Howard Energy inks deal for Javelina gas plant
Howard Midstream Energy Partners LLC (dba Howard Energy Partners, HEP) has entered an agreement with MPLX LP subsidiary MarkWest Energy Partners LP to acquire MarkWest Javelina Co. LLC’s Javelina cryogenic natural gas processing and fractionation complex in Corpus Christi, Tex.
As part of the deal, HEP will retain existing personnel currently employed at the Javelina complex, Howard said.
The transaction is expected to close in early 2021. A deal value was not disclosed.
Commissioned in the late 1990s, the Javelina complex is equipped to process between 138-142 MMcfd of off gas it receives from Corpus Christi-area refineries, which it separates into ethane, ethylene, propane, propylene, isobutane, normal butane, butylenes, pentanes, and high-purity hydrogen for distribution as feedstock to other downstream customers, according to recent documents from the US Department of Transportation and Texas Commission on Environmental Quality (TCEQ). The complex also returns residue gas recovered from its off-gas feedstock to refineries for reuse as fuel.
Alongside a 29,000-b/d C2 splitter to separate ethylene from ethane recovered at the site, TCEQ documents show the Javelina complex also houses the following major installations:
- C3 splitter.
- C4 reactor.
- C5 hydrodesulfurization unit.
- Demethanizer unit.
- Butylene conversion unit.
- Acetylene unit.
- Sulfurox unit, incinerator.
- Amine regeneration and tail gas treating areas.
- Pressure swing adsorption unit.
- Vapor recovery unit.
TRANSPORTATION Quick Takes
Permian Highway Pipeline in-service
Kinder Morgan Inc.’s Permian Highway Pipeline (PHP) began full commercial in-service operations Jan. 1, 2021. The pipeline had been flowing volumes during the commissioning process for several weeks prior.
Fully subscribed under long-term contracts, PHP is designed to transport as much as 2.1 bcfd of gas through 430 miles of 42-in. pipeline from the Waha, Tex., area to Katy, Tex., with connections to the US Gulf Coast and Mexico.
Kinder Morgan Texas Pipeline (KMTP), a subsidiary of KMI, EagleClaw Midstream and Altus Midstream each hold an ownership interest of 26.7%, and an affiliate of an anchor shipper has a 20% interest. KMTP is operator.
Nord Stream 2 pipelay resumes
Gazprom has resumed pipelay of the 55-billion cu m/year Nord Stream 2 natural gas pipeline running between Russia and Germany in the Baltic Sea. Russian pipelaying vessel Fortuna arrived in December at a construction site 70 km off the German coast, accompanied by two supply ships.
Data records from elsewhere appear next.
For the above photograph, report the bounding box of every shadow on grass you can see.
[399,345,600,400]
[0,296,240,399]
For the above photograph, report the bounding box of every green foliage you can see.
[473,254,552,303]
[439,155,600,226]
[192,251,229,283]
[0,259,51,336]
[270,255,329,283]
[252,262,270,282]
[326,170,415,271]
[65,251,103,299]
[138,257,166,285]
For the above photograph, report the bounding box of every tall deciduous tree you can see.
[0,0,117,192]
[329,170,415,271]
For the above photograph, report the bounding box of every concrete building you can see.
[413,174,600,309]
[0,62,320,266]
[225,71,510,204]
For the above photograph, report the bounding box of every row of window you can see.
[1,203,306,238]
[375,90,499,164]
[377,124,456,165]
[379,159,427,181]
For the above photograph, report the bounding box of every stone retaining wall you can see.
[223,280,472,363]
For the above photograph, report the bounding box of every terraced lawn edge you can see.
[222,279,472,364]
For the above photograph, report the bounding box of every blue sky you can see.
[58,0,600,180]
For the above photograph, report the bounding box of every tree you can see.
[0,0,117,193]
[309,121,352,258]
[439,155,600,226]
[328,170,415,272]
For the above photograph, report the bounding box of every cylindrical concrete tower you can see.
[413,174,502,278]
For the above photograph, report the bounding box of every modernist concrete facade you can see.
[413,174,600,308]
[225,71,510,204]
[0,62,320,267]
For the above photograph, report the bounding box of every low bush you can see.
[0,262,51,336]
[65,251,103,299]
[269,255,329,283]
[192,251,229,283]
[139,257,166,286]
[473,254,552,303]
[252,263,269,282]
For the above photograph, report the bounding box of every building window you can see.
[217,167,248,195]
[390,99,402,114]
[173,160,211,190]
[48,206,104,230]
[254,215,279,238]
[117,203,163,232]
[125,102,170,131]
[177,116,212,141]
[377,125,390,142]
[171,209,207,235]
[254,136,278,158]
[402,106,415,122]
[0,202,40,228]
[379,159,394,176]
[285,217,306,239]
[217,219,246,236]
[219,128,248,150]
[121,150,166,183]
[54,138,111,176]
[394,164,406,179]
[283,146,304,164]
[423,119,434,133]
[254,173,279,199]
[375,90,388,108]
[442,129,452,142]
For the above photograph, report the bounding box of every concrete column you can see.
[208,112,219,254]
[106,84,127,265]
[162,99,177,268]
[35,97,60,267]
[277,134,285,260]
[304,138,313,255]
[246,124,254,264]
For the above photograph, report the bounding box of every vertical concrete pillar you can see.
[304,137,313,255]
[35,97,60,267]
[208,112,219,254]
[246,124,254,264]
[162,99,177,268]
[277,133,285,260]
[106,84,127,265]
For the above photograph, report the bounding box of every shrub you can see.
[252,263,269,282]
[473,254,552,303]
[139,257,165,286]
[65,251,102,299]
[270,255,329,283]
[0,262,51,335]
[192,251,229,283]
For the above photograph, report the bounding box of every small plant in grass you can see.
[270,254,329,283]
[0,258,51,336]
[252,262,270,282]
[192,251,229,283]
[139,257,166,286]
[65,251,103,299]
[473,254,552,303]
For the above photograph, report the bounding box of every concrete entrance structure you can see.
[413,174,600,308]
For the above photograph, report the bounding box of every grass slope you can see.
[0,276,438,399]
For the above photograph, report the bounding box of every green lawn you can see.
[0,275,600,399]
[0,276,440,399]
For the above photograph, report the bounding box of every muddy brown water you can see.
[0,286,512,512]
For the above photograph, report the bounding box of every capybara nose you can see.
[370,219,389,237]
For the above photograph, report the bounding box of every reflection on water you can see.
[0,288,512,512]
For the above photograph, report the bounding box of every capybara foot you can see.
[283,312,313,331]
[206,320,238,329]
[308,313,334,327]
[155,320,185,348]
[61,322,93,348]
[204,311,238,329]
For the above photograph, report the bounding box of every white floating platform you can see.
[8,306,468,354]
“Fortuna will lay a 2.6-km section of the pipeline in Germany’s exclusive economic zone in waters less than 30 m (100 ft) deep. All the construction work is being carried out in full compliance with the approvals obtained. We will report on further construction work in the offshore section at a later date,” Nord Stream 2 AG said.
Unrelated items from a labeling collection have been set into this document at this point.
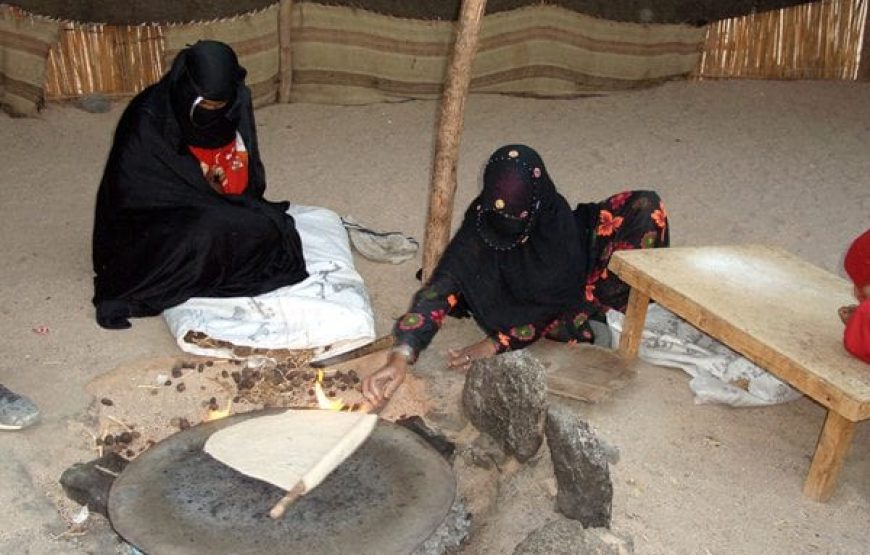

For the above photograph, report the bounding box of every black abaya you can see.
[93,41,307,328]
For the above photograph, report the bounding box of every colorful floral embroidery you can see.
[399,312,426,331]
[610,191,631,210]
[597,210,623,237]
[429,309,447,328]
[510,324,535,341]
[420,287,438,301]
[652,202,668,229]
[640,231,659,249]
[631,195,650,211]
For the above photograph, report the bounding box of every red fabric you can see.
[843,299,870,364]
[843,229,870,289]
[189,138,248,195]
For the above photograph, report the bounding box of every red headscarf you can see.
[843,229,870,289]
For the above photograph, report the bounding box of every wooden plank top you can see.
[609,245,870,422]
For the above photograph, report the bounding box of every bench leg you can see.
[619,287,649,360]
[804,410,855,501]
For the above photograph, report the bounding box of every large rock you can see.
[462,351,547,462]
[60,451,127,517]
[547,406,613,528]
[513,518,634,555]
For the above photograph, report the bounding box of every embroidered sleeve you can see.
[393,275,459,358]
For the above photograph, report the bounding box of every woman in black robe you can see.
[93,41,307,329]
[363,145,670,405]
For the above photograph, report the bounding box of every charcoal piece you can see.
[546,406,613,528]
[60,452,127,516]
[462,351,547,462]
[396,415,456,464]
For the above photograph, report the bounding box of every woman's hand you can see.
[447,337,496,371]
[362,353,408,410]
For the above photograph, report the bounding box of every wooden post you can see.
[278,0,293,102]
[619,287,649,360]
[423,0,486,282]
[804,409,855,501]
[857,11,870,81]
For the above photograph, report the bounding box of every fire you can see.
[203,399,233,422]
[314,370,344,410]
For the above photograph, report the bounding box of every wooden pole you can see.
[857,6,870,81]
[423,0,486,282]
[278,0,293,102]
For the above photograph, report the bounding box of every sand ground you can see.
[0,81,870,554]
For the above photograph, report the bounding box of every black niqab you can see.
[167,41,247,148]
[433,145,587,331]
[93,41,308,334]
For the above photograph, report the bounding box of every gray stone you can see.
[547,406,613,528]
[513,518,634,555]
[60,451,127,516]
[462,351,547,462]
[77,93,112,114]
[411,495,471,555]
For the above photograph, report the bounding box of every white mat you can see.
[607,303,801,407]
[163,205,375,358]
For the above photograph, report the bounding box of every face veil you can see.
[169,41,246,148]
[435,144,586,331]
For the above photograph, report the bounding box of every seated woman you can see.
[93,41,307,329]
[363,145,669,405]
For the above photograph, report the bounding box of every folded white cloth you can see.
[163,205,375,358]
[607,304,801,407]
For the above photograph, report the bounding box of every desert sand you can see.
[0,81,870,554]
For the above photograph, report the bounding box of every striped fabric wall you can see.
[291,2,705,104]
[163,4,278,107]
[0,4,60,116]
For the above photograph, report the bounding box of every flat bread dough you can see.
[204,409,378,492]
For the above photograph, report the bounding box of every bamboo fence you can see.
[37,0,870,99]
[45,23,165,99]
[694,0,868,80]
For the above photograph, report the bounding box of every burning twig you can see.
[269,482,305,520]
[106,414,133,433]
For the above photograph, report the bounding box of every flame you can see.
[203,399,233,422]
[314,370,344,410]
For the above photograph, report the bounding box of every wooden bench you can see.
[609,245,870,501]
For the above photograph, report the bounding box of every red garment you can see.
[843,229,870,289]
[843,299,870,364]
[189,134,248,195]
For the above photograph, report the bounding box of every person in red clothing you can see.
[363,144,670,406]
[840,229,870,364]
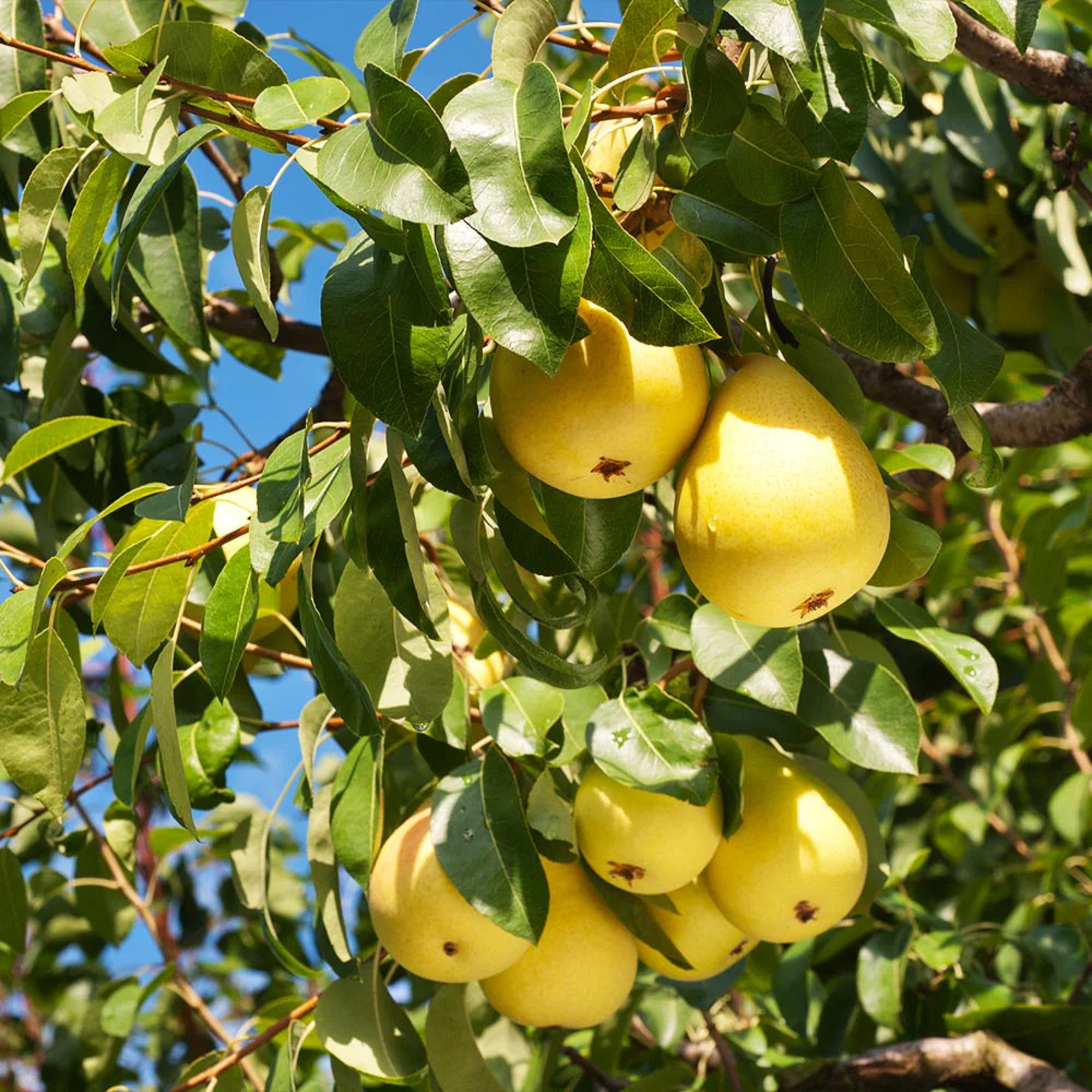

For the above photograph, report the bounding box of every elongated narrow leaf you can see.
[781,161,940,360]
[0,629,86,819]
[690,603,804,713]
[318,64,474,224]
[586,687,716,807]
[232,183,278,341]
[3,416,129,482]
[431,748,549,943]
[876,600,997,713]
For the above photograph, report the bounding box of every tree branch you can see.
[782,1031,1088,1092]
[948,0,1092,112]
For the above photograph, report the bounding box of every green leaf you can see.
[690,603,804,713]
[330,735,383,890]
[969,0,1042,52]
[368,429,439,641]
[232,182,280,341]
[353,0,417,75]
[334,563,452,724]
[428,987,509,1092]
[0,0,49,159]
[614,117,656,212]
[254,75,348,129]
[151,640,198,838]
[828,0,956,61]
[607,0,679,80]
[478,675,565,758]
[538,483,642,580]
[868,508,941,587]
[491,0,557,83]
[201,544,258,699]
[296,557,380,736]
[876,598,997,713]
[0,629,86,819]
[0,91,54,143]
[318,64,474,224]
[3,415,129,482]
[727,106,819,205]
[715,0,823,64]
[0,846,27,952]
[443,170,592,376]
[102,505,212,666]
[796,648,922,773]
[781,161,940,360]
[430,747,549,943]
[129,167,209,352]
[672,159,788,254]
[110,125,222,321]
[778,32,869,163]
[19,147,85,288]
[314,974,428,1084]
[873,443,956,482]
[443,63,579,247]
[322,234,448,436]
[66,152,131,299]
[587,687,716,807]
[99,20,288,98]
[584,171,716,345]
[857,925,912,1032]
Gazprom decided to itself finish Nord Stream 2 construction after Allseas Group SA withdrew from the project in December 2019 due to threatened US sanctions. The twin 1,230-km pipelines are 94% built.
Work in German waters was expected to continue through Dec. 31, 2020. The bulk of remaining construction is in Denmark’s exclusive economic zone near the island of Bornholm.
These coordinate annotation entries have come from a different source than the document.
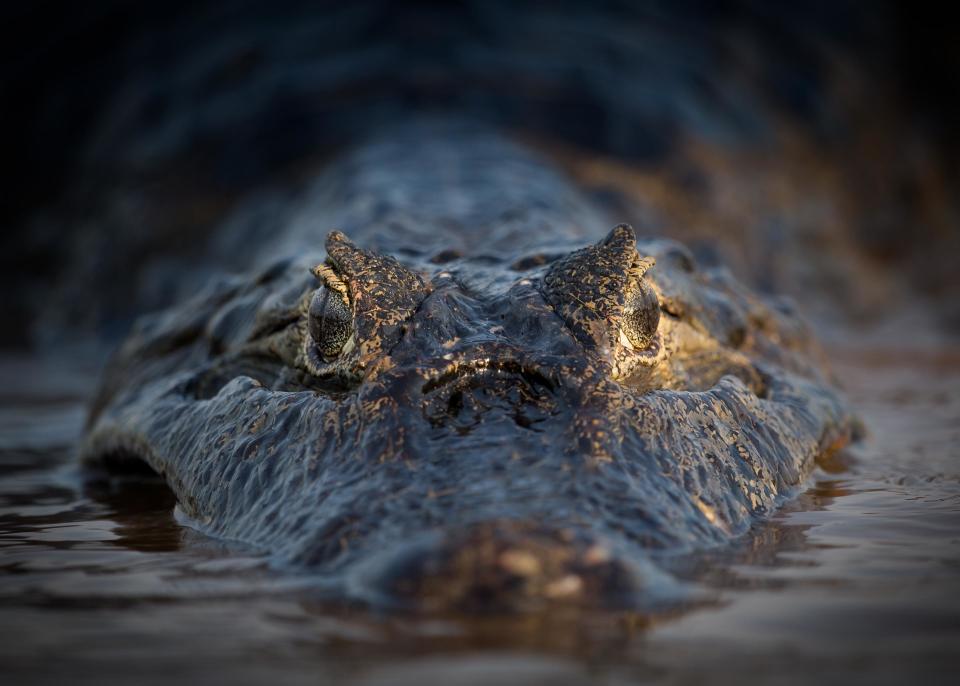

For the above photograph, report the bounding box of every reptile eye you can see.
[620,281,660,350]
[307,287,353,361]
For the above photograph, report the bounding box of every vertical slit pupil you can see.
[307,287,353,359]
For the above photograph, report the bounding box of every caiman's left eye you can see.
[307,286,353,361]
[620,281,660,351]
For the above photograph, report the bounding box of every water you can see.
[0,339,960,686]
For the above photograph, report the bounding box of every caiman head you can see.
[84,225,852,608]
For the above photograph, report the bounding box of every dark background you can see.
[0,0,960,347]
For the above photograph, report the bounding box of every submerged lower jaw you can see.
[348,521,686,613]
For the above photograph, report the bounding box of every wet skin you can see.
[83,126,855,609]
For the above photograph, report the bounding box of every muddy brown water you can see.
[0,338,960,686]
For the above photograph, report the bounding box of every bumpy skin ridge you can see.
[83,125,854,608]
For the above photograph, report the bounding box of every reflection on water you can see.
[0,346,960,684]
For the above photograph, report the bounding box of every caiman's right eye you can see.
[620,280,660,350]
[307,286,353,362]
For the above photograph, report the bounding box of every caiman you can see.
[82,120,856,610]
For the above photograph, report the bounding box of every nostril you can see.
[358,522,641,612]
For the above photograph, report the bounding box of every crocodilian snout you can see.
[355,521,644,612]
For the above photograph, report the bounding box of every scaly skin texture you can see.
[83,124,855,609]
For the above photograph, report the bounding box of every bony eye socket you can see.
[307,286,353,360]
[620,281,660,350]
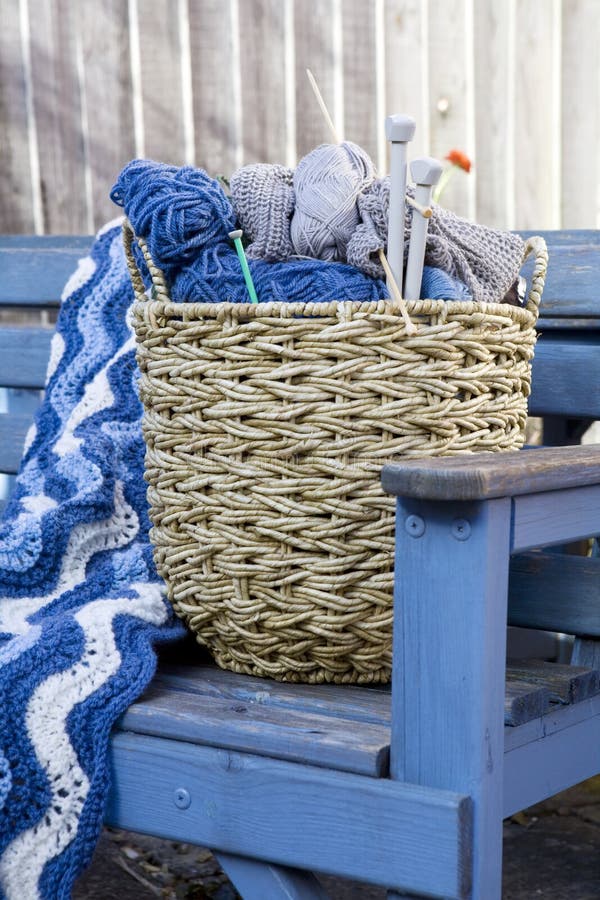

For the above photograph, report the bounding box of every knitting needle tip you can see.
[229,228,258,303]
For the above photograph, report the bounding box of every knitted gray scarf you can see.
[231,156,524,303]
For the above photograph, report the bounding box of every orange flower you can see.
[445,150,471,172]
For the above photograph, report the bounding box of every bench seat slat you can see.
[120,682,389,777]
[504,672,550,726]
[508,552,600,637]
[507,659,600,704]
[118,660,600,777]
[154,664,390,725]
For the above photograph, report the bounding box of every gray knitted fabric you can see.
[230,163,295,262]
[231,164,524,303]
[347,177,525,303]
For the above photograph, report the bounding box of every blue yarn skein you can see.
[171,244,388,303]
[111,159,472,303]
[110,159,235,275]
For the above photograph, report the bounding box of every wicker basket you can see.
[125,223,547,683]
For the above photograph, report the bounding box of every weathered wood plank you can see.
[381,444,600,502]
[512,486,600,553]
[239,0,287,164]
[0,413,31,475]
[215,853,329,900]
[106,732,471,897]
[0,0,36,233]
[508,553,600,636]
[428,0,475,218]
[513,0,560,228]
[0,237,92,306]
[0,327,53,388]
[138,0,188,166]
[571,637,600,669]
[502,695,600,816]
[120,683,389,777]
[378,0,430,160]
[154,664,391,725]
[504,671,550,726]
[561,0,600,228]
[30,0,88,234]
[476,0,508,228]
[507,659,600,704]
[342,0,376,164]
[188,0,241,177]
[76,0,135,230]
[294,0,338,159]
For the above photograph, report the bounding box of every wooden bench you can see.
[0,232,600,900]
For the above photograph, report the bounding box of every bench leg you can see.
[215,853,327,900]
[391,499,511,900]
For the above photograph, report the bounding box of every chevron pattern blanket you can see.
[0,223,182,900]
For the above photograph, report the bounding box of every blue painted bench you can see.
[0,232,600,900]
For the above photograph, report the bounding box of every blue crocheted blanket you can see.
[0,225,181,900]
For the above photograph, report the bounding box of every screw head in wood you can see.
[451,519,471,541]
[173,788,192,809]
[404,516,425,537]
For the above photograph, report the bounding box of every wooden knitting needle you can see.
[306,69,342,144]
[385,115,416,287]
[404,156,443,300]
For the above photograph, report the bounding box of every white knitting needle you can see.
[404,156,443,300]
[306,69,414,334]
[385,115,416,288]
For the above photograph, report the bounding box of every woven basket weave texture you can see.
[125,225,547,683]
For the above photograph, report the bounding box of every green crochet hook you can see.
[229,228,258,303]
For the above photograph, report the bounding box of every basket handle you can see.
[523,236,548,317]
[123,219,170,302]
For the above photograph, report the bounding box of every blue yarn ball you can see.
[171,244,388,303]
[110,159,235,274]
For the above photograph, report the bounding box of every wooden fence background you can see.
[0,0,600,233]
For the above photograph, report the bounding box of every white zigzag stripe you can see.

Pinnacle Midstream to build greenfield Midland basin gas gathering
Pinnacle Midstream II LLC will build its greenfield Dos Picos natural gas gathering system in Midland basin, underpinned by a 15-year acreage commitment from Double Point Energy LLC. Dos Picos is expected to come into service second-quarter 2021.
Dos Picos initially will service Midland, Martin, and Glasscock Counties, Tex. Expansions are planned as producer activity increases.
The initial system will consist of more than 50 miles of primarily 16-in. OD low- and high-pressure gas gathering mainlines, compression, and access to multiple in-basin gas processing options.